Внезапно пространство напротив Декарта чуть всколыхнулось. Из пустоты появился розовый куб, который упал около ног.
– Вот это да! Меня никто не вызывал уже лет сто, наверное!
– удивился Рик. И это была не метафора, а самая, что ни на есть правда: его действительно никто беспокоил уже почти сотню лет.
Тем временем голубое свечение, появившееся из верхнего основания кубика, постепенно оформилось в голографическую картинку. Откуда на него смотрела эффектная рыжая девица, облаченная в прозрачный халатик с блестящими восточными узорами. Красивая чертовка. Но сейчас не тот период. Пройдет лет десять, прежде чем ему снова заинтересуют женщины. Ведь когда живешь бесконечно долго, периоды сексуальной активности и апатии значительно растягиваются, иногда, до пятидесяти - ста лет. Вот если вы живете всего сотню лет, то и периоды будут меньше.

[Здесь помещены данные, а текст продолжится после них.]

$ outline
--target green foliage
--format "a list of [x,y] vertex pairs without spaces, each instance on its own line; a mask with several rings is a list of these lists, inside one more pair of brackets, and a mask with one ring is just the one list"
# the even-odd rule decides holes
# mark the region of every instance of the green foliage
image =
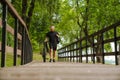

Допустим, один час хочется, а другой – нет. Ну, в крайнем случае, день - да, день - нет.
Рыжая сидела в откровенно бесстыдной позе.
– Вы Декарт?
– Спросила она.
– Да.
– Ответил Рик.
– Мне-то вы и нужны. Для вас есть работа.
Рик чуть было не засмеялся, с трудом сдержав себя.
– Я не работаю.
– Но мы готовы на любую оплату.
– Оплату?! Интересно чем?
– Тут он все-таки засмеялся.
– Чего такого нет у меня, и что есть у вас? И даже если так, то почему я не смогу достать это бесплатно, или в крайнем случае обменять?
Рыжая призадумалась.
– Ну например... э-э-э… Ну разве что меня…
Она еще шире раздвинула ноги. Рик ничего не ответил, даже глазом не повел.
– Я, конечно, понимаю - не тот период. Но мне все-таки странно. Я, например, хочу всегда.
– Вам, если не секрет, сколько лет?
– Сто пятнадцать.
– Тогда понятно. Мне, точно не помню, но как минимум порядок больше. И даже если бы вы мне понравились. Почему бы нам ни трахнуться бесплатно?
Рыжая замешкалась, понимая, что сморозила глупость на счет оплаты собой.